Make sure your technology works for you, not the other way around.

Today, we didn’t have internet in our office until 3:00 pm. And it felt amazing. My fellow editor kept lamenting that she couldn’t get anything done without it, but I’ve never been more productive. It’s because I’m usually trying to prove to myself that I can do 15 things at once. It’s because of—in a word—e-mail. E-mail is a complete time suck, and studio owners know this just as well as magazine editors.

Today I learned that messages can wait, because sometimes they must. Without the option to answer numerous logistical e-mails, I was free to do an essential (my favorite) part of the job: write. For studio owners, I imagine this is like the times when you get to just teach. It feels great, doesn’t it? It’s important to make real, uninterrupted time for this kind of work, not only so you enjoy it, but so that you do it well.

I asked Cindy Clough, owner of Just Fox Kix—the dancewear company and several successful studios—how she keeps e-mail from taking over her busy life. She has a few tips:

  • Overload clients with info. Clough keeps as much current information as possible on her company’s Facebook page and website. “I try to be as detailed as possible in my communications,” she says, “so they don’t have to contact me as much.”

  • Send one-way messages. Clough uses an app designed for classroom teachers called Remind. You can send a mass text to a group of contacts, and no one can reply to it directly. In that sense, it functions like an alert: “Due to snowy weather, preschool classes are canceled today.” Boom. Done. If someone really needs to reach you, they can e-mail or call you separately, but it’s not quite as easy as clicking “reply” on the message.

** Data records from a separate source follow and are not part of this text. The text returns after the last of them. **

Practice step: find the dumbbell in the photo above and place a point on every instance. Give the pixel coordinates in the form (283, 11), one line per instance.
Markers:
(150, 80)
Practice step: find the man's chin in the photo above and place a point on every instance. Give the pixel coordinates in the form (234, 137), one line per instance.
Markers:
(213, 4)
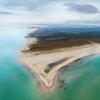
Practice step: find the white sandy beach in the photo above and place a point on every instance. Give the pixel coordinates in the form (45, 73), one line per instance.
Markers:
(38, 63)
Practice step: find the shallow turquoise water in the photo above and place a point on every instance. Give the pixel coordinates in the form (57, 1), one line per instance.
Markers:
(80, 81)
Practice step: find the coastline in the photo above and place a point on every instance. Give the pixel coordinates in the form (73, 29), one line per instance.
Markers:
(42, 79)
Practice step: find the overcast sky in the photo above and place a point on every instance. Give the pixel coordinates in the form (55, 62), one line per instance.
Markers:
(49, 11)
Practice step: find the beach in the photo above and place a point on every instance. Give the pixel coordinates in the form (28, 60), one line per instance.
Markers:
(37, 64)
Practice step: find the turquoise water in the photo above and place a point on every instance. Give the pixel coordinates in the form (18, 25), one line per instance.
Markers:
(80, 81)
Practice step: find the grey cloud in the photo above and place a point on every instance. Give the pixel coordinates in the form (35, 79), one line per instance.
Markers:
(87, 9)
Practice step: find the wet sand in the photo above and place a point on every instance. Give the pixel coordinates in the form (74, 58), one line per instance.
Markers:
(38, 63)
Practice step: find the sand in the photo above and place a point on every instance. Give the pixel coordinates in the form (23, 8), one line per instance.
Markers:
(37, 64)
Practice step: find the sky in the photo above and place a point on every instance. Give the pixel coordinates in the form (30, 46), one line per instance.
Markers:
(50, 11)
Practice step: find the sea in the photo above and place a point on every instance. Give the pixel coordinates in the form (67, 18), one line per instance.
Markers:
(79, 81)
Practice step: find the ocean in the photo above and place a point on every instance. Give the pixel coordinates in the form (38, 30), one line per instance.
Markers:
(80, 81)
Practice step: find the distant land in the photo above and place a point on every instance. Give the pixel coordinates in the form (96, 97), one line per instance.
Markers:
(51, 48)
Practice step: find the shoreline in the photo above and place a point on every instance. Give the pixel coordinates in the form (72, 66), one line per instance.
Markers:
(43, 80)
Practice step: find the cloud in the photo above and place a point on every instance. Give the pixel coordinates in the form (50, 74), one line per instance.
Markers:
(5, 13)
(79, 8)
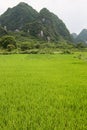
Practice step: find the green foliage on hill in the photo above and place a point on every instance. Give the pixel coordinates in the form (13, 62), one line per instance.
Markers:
(16, 17)
(43, 25)
(48, 27)
(8, 42)
(2, 31)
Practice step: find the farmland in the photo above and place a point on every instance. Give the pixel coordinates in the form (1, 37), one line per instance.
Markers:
(43, 92)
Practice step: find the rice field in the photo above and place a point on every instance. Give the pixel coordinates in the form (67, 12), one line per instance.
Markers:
(43, 92)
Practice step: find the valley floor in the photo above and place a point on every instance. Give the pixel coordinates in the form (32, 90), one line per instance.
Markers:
(43, 92)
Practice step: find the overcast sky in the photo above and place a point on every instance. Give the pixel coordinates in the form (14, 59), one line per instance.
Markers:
(72, 12)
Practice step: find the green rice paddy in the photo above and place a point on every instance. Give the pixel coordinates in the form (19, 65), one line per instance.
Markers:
(43, 92)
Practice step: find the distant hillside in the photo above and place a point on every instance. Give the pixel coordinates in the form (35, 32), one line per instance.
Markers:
(44, 25)
(16, 17)
(82, 37)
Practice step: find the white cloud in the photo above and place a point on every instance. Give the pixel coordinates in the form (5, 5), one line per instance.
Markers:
(72, 12)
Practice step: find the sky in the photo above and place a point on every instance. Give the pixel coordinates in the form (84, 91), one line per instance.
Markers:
(72, 12)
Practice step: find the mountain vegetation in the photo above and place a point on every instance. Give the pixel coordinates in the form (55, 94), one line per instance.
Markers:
(44, 25)
(42, 31)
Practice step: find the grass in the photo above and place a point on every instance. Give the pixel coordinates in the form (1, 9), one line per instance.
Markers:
(43, 92)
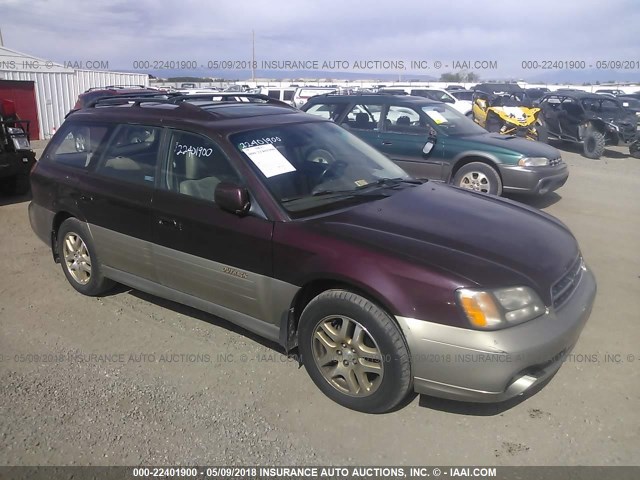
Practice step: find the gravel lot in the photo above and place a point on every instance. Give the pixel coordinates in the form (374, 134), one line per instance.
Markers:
(171, 393)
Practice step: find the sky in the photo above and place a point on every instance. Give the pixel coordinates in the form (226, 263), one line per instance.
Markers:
(504, 32)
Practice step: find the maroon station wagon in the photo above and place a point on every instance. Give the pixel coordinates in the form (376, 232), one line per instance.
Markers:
(293, 228)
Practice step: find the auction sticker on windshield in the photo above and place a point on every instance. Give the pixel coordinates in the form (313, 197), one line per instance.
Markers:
(436, 116)
(269, 160)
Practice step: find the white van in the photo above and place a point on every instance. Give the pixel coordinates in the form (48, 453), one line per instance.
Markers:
(463, 106)
(284, 94)
(305, 93)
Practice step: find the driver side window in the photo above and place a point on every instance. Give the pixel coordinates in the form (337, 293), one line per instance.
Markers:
(195, 166)
(363, 117)
(404, 120)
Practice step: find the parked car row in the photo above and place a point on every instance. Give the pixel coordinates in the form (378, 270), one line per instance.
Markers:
(592, 120)
(429, 139)
(289, 225)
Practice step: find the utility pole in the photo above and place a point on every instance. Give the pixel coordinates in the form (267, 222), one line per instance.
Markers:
(253, 56)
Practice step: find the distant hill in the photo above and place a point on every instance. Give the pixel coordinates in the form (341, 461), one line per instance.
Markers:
(290, 75)
(584, 76)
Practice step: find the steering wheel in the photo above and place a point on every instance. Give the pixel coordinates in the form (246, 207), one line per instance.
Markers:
(323, 157)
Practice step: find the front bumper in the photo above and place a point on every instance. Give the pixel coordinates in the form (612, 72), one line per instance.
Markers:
(494, 366)
(533, 180)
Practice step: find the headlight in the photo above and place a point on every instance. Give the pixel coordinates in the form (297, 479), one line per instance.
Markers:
(500, 308)
(533, 162)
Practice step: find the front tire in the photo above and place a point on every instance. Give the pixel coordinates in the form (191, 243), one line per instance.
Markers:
(593, 144)
(479, 177)
(354, 352)
(79, 259)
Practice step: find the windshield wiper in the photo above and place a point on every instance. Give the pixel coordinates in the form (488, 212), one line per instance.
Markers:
(361, 190)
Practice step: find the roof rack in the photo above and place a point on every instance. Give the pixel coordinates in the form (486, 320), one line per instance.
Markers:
(129, 98)
(137, 99)
(232, 96)
(119, 87)
(390, 92)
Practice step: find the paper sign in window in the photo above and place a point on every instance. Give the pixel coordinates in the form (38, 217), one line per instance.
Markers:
(269, 160)
(436, 116)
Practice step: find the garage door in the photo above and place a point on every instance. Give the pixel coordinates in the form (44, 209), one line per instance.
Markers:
(23, 94)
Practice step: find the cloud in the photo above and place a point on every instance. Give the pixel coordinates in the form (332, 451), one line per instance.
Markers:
(505, 31)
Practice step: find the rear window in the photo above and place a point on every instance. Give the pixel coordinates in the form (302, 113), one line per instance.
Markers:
(76, 145)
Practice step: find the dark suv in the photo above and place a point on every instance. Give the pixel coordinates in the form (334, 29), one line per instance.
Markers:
(429, 139)
(291, 227)
(590, 119)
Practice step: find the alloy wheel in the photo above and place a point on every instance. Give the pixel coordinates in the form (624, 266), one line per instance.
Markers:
(76, 258)
(347, 356)
(476, 181)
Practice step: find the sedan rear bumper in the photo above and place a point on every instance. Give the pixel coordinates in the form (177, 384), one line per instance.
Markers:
(533, 180)
(493, 366)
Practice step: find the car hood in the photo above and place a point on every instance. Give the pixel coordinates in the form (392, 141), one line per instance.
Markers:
(528, 148)
(479, 239)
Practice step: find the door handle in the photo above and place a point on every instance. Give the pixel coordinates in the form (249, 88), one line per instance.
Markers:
(171, 223)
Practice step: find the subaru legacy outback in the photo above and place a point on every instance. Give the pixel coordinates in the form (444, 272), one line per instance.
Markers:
(432, 140)
(291, 227)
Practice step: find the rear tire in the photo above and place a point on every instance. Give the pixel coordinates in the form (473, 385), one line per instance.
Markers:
(479, 177)
(593, 144)
(79, 259)
(354, 352)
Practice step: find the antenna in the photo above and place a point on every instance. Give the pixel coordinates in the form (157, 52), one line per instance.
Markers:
(253, 55)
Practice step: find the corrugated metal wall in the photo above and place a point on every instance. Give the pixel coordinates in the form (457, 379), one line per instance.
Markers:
(56, 92)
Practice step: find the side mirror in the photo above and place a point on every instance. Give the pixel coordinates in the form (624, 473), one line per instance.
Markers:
(232, 198)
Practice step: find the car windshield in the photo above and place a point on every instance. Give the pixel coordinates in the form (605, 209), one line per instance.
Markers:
(318, 166)
(450, 121)
(601, 105)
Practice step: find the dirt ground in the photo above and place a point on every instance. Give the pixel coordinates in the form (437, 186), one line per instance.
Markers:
(132, 379)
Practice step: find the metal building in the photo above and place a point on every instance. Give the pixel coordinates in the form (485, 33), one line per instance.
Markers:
(55, 88)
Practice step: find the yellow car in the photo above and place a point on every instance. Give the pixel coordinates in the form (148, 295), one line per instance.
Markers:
(502, 108)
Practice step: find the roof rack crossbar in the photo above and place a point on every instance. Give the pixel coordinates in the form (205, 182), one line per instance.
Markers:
(127, 97)
(210, 96)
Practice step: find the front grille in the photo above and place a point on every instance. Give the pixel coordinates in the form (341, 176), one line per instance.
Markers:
(563, 288)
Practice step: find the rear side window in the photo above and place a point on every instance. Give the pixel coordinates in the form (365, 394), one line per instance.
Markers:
(131, 154)
(330, 111)
(195, 166)
(76, 145)
(363, 117)
(405, 120)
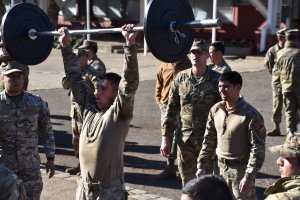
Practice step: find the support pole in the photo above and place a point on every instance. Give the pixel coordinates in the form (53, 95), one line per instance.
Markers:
(88, 19)
(214, 30)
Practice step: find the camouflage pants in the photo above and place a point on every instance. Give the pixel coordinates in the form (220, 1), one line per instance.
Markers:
(233, 173)
(76, 129)
(277, 99)
(173, 154)
(112, 193)
(187, 154)
(11, 187)
(292, 107)
(33, 183)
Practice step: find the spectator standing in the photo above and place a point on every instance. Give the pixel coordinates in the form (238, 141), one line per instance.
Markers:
(236, 130)
(289, 68)
(270, 64)
(193, 92)
(164, 77)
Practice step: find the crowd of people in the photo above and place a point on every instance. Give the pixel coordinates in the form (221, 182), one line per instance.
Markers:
(217, 137)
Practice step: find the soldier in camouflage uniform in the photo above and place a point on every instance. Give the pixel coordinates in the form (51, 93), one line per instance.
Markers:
(94, 60)
(270, 64)
(288, 186)
(91, 77)
(216, 52)
(288, 64)
(106, 118)
(24, 121)
(236, 130)
(11, 187)
(164, 77)
(4, 58)
(2, 10)
(193, 92)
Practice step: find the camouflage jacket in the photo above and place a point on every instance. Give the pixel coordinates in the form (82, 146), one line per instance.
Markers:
(21, 129)
(97, 63)
(221, 68)
(103, 134)
(166, 73)
(91, 78)
(236, 135)
(192, 99)
(289, 66)
(271, 59)
(284, 188)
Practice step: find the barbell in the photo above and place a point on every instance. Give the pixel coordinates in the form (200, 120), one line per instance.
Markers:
(169, 29)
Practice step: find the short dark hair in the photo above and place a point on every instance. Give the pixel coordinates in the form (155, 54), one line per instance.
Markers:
(232, 76)
(113, 77)
(219, 46)
(207, 187)
(94, 48)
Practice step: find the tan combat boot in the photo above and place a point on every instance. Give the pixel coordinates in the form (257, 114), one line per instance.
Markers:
(275, 131)
(169, 172)
(73, 170)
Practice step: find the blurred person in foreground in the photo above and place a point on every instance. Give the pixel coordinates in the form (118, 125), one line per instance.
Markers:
(24, 122)
(288, 186)
(207, 187)
(106, 117)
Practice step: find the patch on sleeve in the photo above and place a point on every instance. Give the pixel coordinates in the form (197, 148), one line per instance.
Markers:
(258, 124)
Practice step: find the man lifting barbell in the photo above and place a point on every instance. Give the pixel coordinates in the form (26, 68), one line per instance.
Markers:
(106, 118)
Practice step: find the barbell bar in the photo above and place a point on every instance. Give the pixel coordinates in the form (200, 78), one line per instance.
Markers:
(33, 34)
(169, 29)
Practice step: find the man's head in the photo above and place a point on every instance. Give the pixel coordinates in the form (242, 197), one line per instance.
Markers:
(91, 48)
(82, 55)
(230, 84)
(289, 156)
(292, 34)
(199, 53)
(12, 77)
(107, 90)
(206, 187)
(216, 52)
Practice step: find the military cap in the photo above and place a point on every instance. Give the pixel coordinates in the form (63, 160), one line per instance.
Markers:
(80, 52)
(87, 44)
(200, 46)
(12, 66)
(281, 32)
(291, 32)
(290, 148)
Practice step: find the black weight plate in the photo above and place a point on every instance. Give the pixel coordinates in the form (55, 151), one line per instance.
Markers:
(159, 38)
(15, 26)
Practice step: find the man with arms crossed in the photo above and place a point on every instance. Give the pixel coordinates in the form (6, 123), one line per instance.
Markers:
(236, 130)
(106, 119)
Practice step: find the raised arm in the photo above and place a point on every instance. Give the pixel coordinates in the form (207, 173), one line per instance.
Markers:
(83, 95)
(130, 80)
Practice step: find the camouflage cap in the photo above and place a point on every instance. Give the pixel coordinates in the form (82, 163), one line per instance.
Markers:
(200, 46)
(12, 66)
(291, 32)
(290, 148)
(80, 52)
(87, 44)
(281, 32)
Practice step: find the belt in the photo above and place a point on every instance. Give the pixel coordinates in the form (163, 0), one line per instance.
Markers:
(232, 162)
(102, 185)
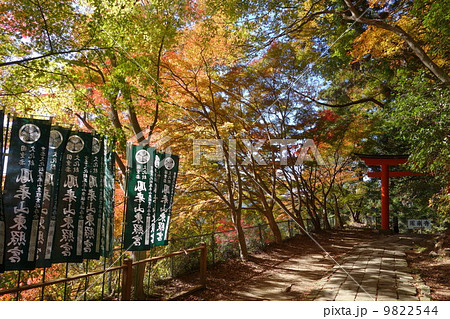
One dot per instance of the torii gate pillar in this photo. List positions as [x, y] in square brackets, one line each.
[385, 161]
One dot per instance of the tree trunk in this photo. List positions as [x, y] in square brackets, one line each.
[138, 275]
[273, 226]
[243, 250]
[337, 214]
[326, 223]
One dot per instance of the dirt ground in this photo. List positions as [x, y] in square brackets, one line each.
[430, 260]
[228, 280]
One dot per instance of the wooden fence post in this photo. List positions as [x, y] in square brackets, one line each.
[203, 265]
[127, 279]
[261, 239]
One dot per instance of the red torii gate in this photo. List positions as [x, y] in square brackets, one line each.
[384, 161]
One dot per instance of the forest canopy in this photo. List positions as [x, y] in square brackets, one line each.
[353, 76]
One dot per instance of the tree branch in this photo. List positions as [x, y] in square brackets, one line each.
[50, 54]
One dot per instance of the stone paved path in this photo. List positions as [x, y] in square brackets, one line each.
[373, 271]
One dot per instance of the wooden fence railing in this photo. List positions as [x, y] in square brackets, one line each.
[126, 268]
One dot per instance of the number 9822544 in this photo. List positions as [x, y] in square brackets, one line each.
[410, 310]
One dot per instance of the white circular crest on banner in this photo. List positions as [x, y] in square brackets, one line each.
[142, 156]
[56, 139]
[95, 146]
[169, 163]
[75, 144]
[157, 161]
[29, 133]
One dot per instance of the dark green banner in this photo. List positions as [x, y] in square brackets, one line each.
[167, 171]
[94, 202]
[2, 216]
[140, 160]
[57, 145]
[72, 203]
[23, 192]
[108, 201]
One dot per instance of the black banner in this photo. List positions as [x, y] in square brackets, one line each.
[139, 197]
[167, 172]
[108, 201]
[2, 216]
[71, 208]
[57, 145]
[23, 192]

  • Manage expectations: Reply less frequently. In addition to running her own studio, Clough coaches a high school dance team. When she took on those extra dancers, she began replying to the students and their parents just once a day instead of immediately or hourly. “I work with a lot of high school dance coaches, and they get bothered [if the internet isn’t working],” she says. “I tell them I coached before the internet. It really does eat up your time. Checking it less often is important.”

There you have it from the veteran businesswoman. If she can manage to take a step back, we all can.